The municipal council consists of fifty-nine members elected by mixed-member proportional representation. Thirty councillors are elected by first-past-the-post voting in thirty wards, while the remaining twenty-nine are chosen from party lists so that the total number of party representatives is proportional to the number of votes received. In the election of 1 November 2021 the African National Congress (ANC) lost its majority, obtaining a plurality of twenty-nine seats on the council.

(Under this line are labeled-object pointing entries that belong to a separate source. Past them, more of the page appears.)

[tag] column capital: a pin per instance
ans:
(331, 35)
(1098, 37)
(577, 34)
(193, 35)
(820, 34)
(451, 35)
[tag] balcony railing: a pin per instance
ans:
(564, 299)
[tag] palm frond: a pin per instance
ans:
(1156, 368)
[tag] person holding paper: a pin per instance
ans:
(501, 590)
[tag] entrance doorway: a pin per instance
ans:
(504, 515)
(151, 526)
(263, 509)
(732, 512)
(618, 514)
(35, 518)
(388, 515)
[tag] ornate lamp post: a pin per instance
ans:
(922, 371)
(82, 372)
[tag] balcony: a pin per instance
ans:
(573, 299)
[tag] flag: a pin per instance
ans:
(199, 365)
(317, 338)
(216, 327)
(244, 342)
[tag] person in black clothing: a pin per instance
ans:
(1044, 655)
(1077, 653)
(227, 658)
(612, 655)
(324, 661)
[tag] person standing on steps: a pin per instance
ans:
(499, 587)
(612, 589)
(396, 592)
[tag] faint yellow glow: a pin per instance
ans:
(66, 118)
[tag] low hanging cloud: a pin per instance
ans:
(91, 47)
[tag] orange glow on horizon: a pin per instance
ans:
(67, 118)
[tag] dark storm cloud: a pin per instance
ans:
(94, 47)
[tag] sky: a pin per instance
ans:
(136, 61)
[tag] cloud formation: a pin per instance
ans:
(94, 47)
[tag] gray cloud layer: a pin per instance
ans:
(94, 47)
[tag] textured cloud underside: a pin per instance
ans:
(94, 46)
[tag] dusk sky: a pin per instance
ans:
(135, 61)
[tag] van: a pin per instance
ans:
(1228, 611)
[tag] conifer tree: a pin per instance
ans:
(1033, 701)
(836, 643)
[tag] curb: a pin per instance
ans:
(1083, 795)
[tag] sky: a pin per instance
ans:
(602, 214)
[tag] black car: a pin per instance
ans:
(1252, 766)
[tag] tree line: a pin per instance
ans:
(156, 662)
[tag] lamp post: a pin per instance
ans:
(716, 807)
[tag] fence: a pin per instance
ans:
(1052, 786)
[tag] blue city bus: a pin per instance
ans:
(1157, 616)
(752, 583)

The following table shows the results of the 2021 election.

| Party |  | Ward |  |  | List |  |  | Total seats |
| Votes | % | Seats | Votes | % | Seats |
|  | African National Congress | 35,754 | 49.57 | 27 | 35,752 | 49.55 | 2 | 29 |
|  | Democratic Alliance | 11,054 | 15.32 | 3 | 11,288 | 15.64 | 6 | 9 |
|  | ActionSA | 5,516 | 7.65 | 0 | 5,812 | 8.05 | 5 | 5 |
|  | Independent Alliance | 5,797 | 8.04 | 0 | 5,084 | 7.05 | 5 | 5 |
|  | Economic Freedom Fighters | 4,832 | 6.70 | 0 | 4,938 | 6.84 | 4 | 4 |
|  | Inkatha Freedom Party | 4,358 | 6.04 | 0 | 4,836 | 6.70 | 4 | 4 |
|  | African Independent Congress | 1,216 | 1.69 | 0 | 1,343 | 1.86 | 1 | 1 |
|  | African Transformation Movement | 640 | 0.89 | 0 | 579 | 0.80 | 1 | 1 |
|  | African Christian Democratic Party | 476 | 0.66 | 0 | 534 | 0.74 | 1 | 1 |
|  | Abantu Batho Congress | 400 | 0.55 | 0 | 405 | 0.56 | 0 | 0 |
|  | Independent candidates | 792 | 1.10 | 0 |  |  |  | 0 |
|  | Al Jama-ah | 322 | 0.45 | 0 | 385 | 0.53 | 0 | 0 |
|  | Justice and Employment Party | 299 | 0.41 | 0 | 394 | 0.55 | 0 | 0 |
|  | Freedom Front Plus | 221 | 0.31 | 0 | 215 | 0.30 | 0 | 0 |
|  | African People's Movement | 207 | 0.29 | 0 | 215 | 0.30 | 0 | 0 |
|  | National Freedom Party | 122 | 0.17 | 0 | 175 | 0.24 | 0 | 0 |
|  | African Freedom Revolution | 74 | 0.10 | 0 | 115 | 0.16 | 0 | 0 |
|  | African People First | 55 | 0.08 | 0 | 84 | 0.12 | 0 | 0 |
| Total |  | 72,135 | 100.00 | 30 | 72,154 | 100.00 | 29 | 59 |
| Valid votes |  | 72,135 | 97.82 |  | 72,154 | 97.70 |  |  |
| Invalid/blank votes |  | 1,606 | 2.18 |  | 1,698 | 2.30 |  |  |
| Total votes |  | 73,741 | 100.00 |  | 73,852 | 100.00 |  |  |
| Registered voters/turnout |  | 136,781 | 53.91 |  | 136,781 | 53.99 |  |  |

== Corruption ==
In February 2025, ActionSA laid a charge of corruption after Absa bank reported on the withdrawal of more than R30 million rands from the municipal account. In 2026, the mayor and council suspended senior staff members ( including the municipal manager), recovered R30.7 million and resolved to improve governance.